Project keys can absolutely be used by the GQL API, as that's exactly what the CLI is doing.. calling the GQL API.

I see! Thanks for the info.

There's nothing in your documentation saying the project tokens can't be used with the GraphQL API. It's something I assumed because I noticed the CLI used two distinct env vars (`RAILWAY_TOKEN` vs `RAILWAY_API_TOKEN`) for each token type. The naming made me think a project token is not considered an "API token", and therefore couldn't be used with the public API.

Anyway, so I tried using a project token against the GraphQL API, and I'm getting a `Not Authorized` error. The same query using a user token works as expected.

Here's the query:

{
    service(id: "dd38d648-8883-4ef6-bfd1-2b94cd6c73c0") {
        name
    }
}

Response when authenticating with user key:

{
    "data": {
        "service": {
            "name": "my-service"
        }
    }
}

Response when authenticating with project key:

{
    "errors": [
        {
            "message": "Not Authorized",
            "locations": [
                {
                    "line": 2,
                    "column": 5
                }
            ],
            "path": [
                "service"
            ],
            "extensions": {
                "code": "INTERNAL_SERVER_ERROR"
            },
            "traceId": "9093324820529050768"
        }
    ],
    "data": null
}

This particular service (dd38d648-8883-4ef6-bfd1-2b94cd6c73c0) exists in the same project and environment as the project key I created, so I thought this would work. There must be something I'm missing.

Thanks!

How are you passing in the authorization?

The same way in both cases, by setting the `Authorization` HTTP header to `Bearer ${myToken}`

I'm able to make the request just fine using a project token -

query GetServiceName($id: String!) {
  service(id: $id) {
    name
  }
}

And the variables -

{
  "id": "bc2febff-a726-4d6b-8f90-900234407164"
}

Make sure you have your token scoped to the correct environment in your project, and that you are sending the bearer token as a header correctly.

I'm also able to do the same request, targeting the "bc2febff-a726-4d6b-8f90-900234407164" service, while being unauthenticated. I'm getting "MySite - Caddy Proxy" back as the name.
Looks like this service is in a public project? Are you able to do the same with a private project?

Yes I am, feel free to use an account token if you are having difficulties.

I'd really like to have a scoped token and avoid using an account token if possible. I'm still trying to figure out why project tokens wouldn't work, and I can't spot anything wrong with my setup.

Here's my project token page:A you can see in the URL, this project token is associated to:

• Project ID 6af2fdbf-d327-4d6c-a690-e29f69f348a1

• Environment ID 16904e0d-f9e3-4adb-a193-a717746499f4.

Now, if I use the GraphQL API with a user token (which works for me) to find more about the service I'm targeting, here's what I get back:
Note that the Project ID and Environment ID are the same as noted above. So it seems that my project token is properly scoped for the service I'm targeting.
Yet, I'm still getting Not Authorized errors the moment I start making the very same request using my project token:
I understand that it might be hard for you to reproduce the issue. I don't mind privately sharing my project key if that makes troubleshooting any easier.

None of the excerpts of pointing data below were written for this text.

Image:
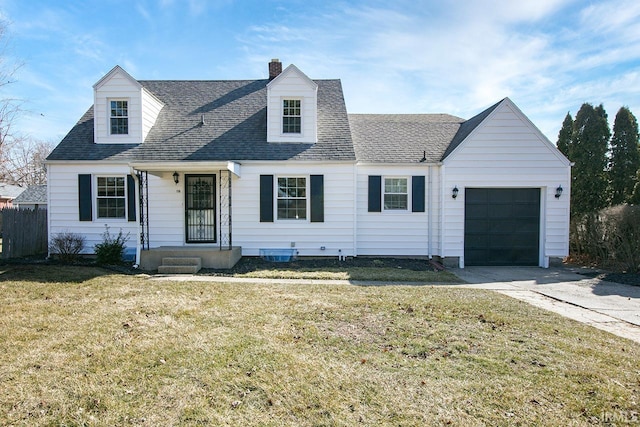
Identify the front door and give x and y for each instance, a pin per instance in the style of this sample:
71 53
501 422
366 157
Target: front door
200 208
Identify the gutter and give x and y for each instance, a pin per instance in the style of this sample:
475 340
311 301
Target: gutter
133 173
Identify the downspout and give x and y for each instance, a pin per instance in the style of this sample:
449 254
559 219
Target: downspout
48 209
133 173
430 212
442 184
355 209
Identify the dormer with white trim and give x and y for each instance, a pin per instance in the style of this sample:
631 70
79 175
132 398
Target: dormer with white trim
292 106
124 111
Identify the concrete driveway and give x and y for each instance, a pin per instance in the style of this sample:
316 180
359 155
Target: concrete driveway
609 306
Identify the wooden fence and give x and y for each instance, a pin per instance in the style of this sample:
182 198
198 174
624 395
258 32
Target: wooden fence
24 232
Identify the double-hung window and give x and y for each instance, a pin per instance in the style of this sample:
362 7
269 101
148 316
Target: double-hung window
291 116
396 195
292 198
111 200
119 117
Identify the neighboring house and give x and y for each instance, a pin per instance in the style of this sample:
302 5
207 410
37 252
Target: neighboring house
8 192
224 168
34 197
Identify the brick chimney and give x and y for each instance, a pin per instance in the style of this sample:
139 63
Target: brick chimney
275 68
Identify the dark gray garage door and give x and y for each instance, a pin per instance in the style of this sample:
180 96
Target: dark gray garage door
502 226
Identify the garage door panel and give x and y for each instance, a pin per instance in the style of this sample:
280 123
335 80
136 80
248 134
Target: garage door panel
502 226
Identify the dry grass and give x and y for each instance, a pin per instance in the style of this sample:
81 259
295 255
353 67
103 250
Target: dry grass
81 346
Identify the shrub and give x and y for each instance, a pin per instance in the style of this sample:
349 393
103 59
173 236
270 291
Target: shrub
67 246
110 250
610 236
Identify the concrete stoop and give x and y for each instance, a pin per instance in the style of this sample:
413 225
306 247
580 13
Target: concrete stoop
180 265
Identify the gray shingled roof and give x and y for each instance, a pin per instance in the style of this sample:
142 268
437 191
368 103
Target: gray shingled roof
402 138
235 118
9 191
36 194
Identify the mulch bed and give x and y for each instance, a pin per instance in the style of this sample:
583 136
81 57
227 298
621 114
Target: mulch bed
249 264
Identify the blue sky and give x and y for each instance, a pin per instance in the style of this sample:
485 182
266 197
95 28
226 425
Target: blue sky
414 56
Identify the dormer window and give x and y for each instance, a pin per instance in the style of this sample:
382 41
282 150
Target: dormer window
119 117
291 116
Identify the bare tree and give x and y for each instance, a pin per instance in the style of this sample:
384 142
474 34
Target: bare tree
10 108
23 161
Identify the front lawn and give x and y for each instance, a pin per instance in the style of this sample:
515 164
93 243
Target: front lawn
84 346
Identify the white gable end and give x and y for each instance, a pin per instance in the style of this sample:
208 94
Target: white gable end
507 151
142 109
292 88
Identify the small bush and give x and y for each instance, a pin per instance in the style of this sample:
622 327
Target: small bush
67 246
610 237
110 250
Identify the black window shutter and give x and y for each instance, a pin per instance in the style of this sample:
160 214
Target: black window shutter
266 198
84 198
375 192
417 194
317 198
131 198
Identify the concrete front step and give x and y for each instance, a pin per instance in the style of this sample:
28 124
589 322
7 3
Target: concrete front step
180 265
178 269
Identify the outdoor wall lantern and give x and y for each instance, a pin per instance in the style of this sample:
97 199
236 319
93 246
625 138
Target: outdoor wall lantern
558 191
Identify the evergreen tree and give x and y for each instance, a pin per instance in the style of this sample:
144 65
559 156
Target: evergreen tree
625 157
635 196
564 136
589 142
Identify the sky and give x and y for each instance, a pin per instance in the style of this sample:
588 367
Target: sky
400 56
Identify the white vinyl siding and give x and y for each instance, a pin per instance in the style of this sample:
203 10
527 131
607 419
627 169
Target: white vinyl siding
291 198
507 151
110 197
63 206
142 108
294 85
397 232
395 194
335 233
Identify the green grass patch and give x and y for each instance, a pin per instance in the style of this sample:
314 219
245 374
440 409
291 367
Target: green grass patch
83 346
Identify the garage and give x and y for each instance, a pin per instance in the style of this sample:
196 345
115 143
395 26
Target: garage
502 226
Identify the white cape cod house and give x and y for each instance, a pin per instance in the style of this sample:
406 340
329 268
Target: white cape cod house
224 169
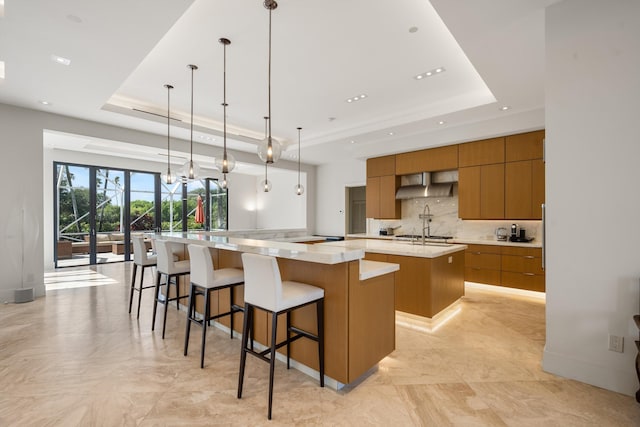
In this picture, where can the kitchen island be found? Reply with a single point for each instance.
(359, 300)
(430, 279)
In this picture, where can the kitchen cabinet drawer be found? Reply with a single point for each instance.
(485, 249)
(524, 146)
(480, 260)
(381, 166)
(528, 281)
(433, 159)
(522, 264)
(485, 152)
(482, 275)
(521, 250)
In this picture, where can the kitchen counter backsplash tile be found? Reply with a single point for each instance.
(445, 222)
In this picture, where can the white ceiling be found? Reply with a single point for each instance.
(323, 52)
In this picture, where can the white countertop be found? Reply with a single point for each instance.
(461, 240)
(319, 253)
(370, 269)
(396, 247)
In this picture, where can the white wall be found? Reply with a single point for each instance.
(592, 175)
(330, 196)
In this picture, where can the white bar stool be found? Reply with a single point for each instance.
(171, 268)
(264, 289)
(204, 281)
(143, 259)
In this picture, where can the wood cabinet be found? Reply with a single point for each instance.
(524, 189)
(524, 146)
(429, 160)
(426, 286)
(481, 192)
(509, 266)
(522, 268)
(382, 185)
(484, 152)
(483, 264)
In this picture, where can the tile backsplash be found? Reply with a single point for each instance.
(445, 221)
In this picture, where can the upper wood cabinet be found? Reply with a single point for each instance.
(430, 160)
(481, 192)
(484, 152)
(381, 166)
(382, 185)
(524, 146)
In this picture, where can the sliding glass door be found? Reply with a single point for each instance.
(98, 209)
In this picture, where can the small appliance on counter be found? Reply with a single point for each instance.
(519, 234)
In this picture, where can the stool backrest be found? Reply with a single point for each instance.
(165, 256)
(139, 250)
(201, 265)
(262, 281)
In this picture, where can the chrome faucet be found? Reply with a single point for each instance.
(426, 217)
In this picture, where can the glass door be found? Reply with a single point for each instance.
(73, 215)
(109, 230)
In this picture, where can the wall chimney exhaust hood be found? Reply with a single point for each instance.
(427, 184)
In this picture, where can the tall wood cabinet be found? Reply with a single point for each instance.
(382, 184)
(481, 179)
(524, 175)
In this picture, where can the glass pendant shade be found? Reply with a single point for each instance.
(269, 154)
(169, 177)
(190, 170)
(225, 165)
(265, 185)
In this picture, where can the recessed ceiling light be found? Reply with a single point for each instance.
(429, 73)
(357, 98)
(74, 18)
(60, 60)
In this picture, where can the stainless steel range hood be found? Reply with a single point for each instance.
(427, 184)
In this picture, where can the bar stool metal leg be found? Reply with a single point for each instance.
(133, 285)
(272, 361)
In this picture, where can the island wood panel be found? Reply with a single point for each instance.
(447, 281)
(371, 321)
(412, 294)
(334, 279)
(484, 152)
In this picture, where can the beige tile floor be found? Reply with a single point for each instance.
(77, 358)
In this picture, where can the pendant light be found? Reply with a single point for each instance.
(227, 162)
(265, 184)
(169, 177)
(191, 169)
(299, 189)
(269, 150)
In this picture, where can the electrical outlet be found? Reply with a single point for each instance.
(616, 343)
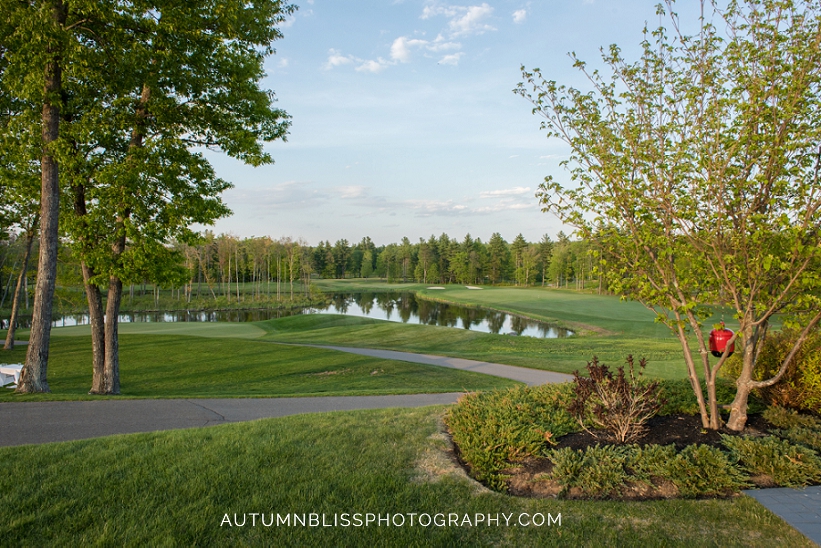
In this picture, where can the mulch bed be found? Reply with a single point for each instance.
(527, 477)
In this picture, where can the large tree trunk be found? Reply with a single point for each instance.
(97, 323)
(95, 304)
(15, 305)
(112, 343)
(34, 374)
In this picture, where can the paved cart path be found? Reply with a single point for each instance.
(73, 420)
(528, 376)
(42, 422)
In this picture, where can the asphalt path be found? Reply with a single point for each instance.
(42, 422)
(531, 377)
(24, 423)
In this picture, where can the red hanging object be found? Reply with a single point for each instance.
(719, 339)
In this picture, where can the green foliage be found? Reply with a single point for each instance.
(700, 470)
(618, 404)
(493, 429)
(800, 387)
(679, 398)
(652, 461)
(652, 142)
(168, 360)
(597, 471)
(787, 464)
(789, 418)
(177, 485)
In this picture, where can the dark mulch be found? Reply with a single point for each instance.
(529, 477)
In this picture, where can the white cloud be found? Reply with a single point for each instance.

Otherwise, maybe are you able to pull more details about the error using that traceId of 2478361968296824329 ?

I'm at a loss for what might be wrong here.

We can't reproduce this here. And we don't debug people's individual code. Please use an account token if the project token doesn't work for you.

I see!

I ended up finding a solution after troubleshooting this myself by looking at how the CLI does it.

I made two findings, both of which appear to be undocumented:

1. Project tokens must be set with the project-access-token HTTP header, not with Authorization.

2. Project access tokens apparently don't allow querying the service object directly. They do allow querying the project object however, which indirectly gives access to service data.

This works when using a project token:

query GetProjectServiceNames($id: String!) {
  project(id: $id) {
    services {
      edges {
        node {
          name
        }
      }
    }
  }
}

This doesn't (Not Authorized error):

query GetServiceName($id: String!) {
    service(id: $id) {
        name
    }
}

So it looks like project tokens aren't allowed all queries, even when targeting a service within the token's scope.

Glad you found a solution.

If you'd like to update your docs to mention the project-access-token header needing to be set, I've opened a PR here.

Thanks for sending in the PR, we'll take a look at it.

Thank you again for the PR, sorry it took so long for us to get to it, but it's been merged!